Ain’t that the truth.
I have two dear friends who are in the fresh hell of ending their marriage after ten years. It is raw, painful, incredibly sad and heartbreaking. A trust has been broken. A beautiful family is now grappling with a new reality that will be their lives from now on. Ending a marriage is like a mini-death, in a way. Something treasured and precious has died and you need time to grieve and to mourn what once was.
Just like life, nothing in marriage is guaranteed. It is full of interruptions and complications.
The other end of the spectrum – being married – isn’t always easy either. In fact it’s bloody hard going sometimes. You have to really work at it. All the time. I’ve been married for 17 years, so far. Every year the Provider and I reach another wedding anniversary we have a quiet moment when we remark to each other that we’ve ‘made it through another year without calling in the lawyers.’ It’s our own little in-joke, a way of recognising the effort it takes to stay together, grow and be happy within a marriage.
We’ve had some close calls though, hardly surprising when you consider how strong-minded we both are. There have also been some wicked arguments over the years too but that’s tempered with some of the best times I’ve ever had in my life. I love my husband for many reasons, not least of which is being the man he is but it’s a given that we’ll still argue from time to time. And that’s because my marriage is a fluid thing, it has a continual ebb and flow. The key is to go with the tide and remember another cycle is on the way.

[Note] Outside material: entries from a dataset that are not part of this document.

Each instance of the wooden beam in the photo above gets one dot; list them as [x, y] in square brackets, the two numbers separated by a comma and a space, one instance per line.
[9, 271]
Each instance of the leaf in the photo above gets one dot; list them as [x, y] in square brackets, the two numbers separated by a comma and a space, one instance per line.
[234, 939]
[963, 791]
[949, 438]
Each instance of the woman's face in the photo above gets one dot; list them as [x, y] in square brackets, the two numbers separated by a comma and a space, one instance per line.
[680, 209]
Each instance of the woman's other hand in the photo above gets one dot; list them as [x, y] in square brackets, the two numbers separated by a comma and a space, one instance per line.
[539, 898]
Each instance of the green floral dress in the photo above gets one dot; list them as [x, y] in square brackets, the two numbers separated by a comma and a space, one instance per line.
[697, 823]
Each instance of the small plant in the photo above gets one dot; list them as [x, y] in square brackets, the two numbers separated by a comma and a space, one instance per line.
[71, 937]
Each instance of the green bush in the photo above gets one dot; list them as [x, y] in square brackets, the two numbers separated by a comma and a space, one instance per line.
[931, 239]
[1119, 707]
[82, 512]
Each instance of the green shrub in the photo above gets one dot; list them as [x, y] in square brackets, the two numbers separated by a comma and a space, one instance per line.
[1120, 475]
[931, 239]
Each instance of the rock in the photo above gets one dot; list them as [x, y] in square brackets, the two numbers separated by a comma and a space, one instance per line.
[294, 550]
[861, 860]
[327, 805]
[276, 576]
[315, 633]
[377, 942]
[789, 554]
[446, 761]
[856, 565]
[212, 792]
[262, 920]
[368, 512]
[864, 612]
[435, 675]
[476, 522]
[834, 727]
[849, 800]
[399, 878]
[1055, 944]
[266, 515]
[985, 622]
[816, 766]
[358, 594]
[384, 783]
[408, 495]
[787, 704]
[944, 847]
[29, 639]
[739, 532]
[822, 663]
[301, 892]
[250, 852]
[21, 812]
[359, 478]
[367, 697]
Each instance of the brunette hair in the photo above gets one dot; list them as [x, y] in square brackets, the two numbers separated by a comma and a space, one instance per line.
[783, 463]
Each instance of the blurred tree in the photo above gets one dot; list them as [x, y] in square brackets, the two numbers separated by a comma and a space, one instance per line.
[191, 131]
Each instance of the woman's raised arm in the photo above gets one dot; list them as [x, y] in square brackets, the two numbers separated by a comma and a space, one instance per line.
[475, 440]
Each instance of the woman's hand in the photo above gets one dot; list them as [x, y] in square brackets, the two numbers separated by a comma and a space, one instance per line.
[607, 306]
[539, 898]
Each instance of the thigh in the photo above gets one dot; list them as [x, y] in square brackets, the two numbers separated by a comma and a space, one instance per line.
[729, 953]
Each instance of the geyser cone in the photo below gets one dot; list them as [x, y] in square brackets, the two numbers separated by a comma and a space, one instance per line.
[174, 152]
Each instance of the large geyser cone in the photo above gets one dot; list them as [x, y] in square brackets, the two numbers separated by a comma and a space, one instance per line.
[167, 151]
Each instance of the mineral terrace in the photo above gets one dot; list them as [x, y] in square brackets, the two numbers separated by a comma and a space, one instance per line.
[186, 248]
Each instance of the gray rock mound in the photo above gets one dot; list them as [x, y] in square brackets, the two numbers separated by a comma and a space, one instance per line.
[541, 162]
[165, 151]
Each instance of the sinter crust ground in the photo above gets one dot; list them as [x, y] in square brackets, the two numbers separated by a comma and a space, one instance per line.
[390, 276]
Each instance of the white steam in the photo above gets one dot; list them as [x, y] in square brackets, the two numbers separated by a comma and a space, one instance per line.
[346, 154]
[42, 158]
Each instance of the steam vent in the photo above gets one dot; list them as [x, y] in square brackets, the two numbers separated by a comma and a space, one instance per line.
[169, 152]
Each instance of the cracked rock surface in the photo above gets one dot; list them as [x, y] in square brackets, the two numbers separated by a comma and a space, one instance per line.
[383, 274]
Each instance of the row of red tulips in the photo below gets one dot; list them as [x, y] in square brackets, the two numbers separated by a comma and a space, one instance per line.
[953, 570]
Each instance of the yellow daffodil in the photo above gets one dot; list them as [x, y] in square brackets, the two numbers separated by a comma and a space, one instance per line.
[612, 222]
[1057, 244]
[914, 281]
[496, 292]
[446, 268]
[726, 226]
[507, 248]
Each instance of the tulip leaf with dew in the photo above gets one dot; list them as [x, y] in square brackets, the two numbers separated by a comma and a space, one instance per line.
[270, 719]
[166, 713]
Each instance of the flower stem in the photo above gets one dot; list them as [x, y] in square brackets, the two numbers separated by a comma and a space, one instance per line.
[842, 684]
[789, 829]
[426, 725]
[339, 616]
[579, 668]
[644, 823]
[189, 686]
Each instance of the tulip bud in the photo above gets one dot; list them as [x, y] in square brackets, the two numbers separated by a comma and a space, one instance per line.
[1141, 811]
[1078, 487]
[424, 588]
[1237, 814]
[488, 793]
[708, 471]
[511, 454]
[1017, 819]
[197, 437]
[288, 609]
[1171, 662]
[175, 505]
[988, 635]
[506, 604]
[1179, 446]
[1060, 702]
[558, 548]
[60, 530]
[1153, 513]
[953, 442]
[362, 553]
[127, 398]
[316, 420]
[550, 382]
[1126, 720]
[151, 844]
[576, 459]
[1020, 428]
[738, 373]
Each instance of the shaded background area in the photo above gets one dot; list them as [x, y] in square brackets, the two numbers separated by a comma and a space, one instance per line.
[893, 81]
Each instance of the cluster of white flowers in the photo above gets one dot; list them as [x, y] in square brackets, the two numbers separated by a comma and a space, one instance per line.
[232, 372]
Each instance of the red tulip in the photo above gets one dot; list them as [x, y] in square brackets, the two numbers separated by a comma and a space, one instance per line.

For my friends though, their rhythm has changed, the life they knew now gone forever. In time I hope they find a peace that is sorely absent right now. I am thinking of them both a lot these days.
‘Message in a Bottle‘ came on the radio this afternoon and I immediately reached for the volume. You can tell Sting has been there. He knows the hurt almost as well as he knows the joy. The ying and the yang. That’s what love’s all about, actually.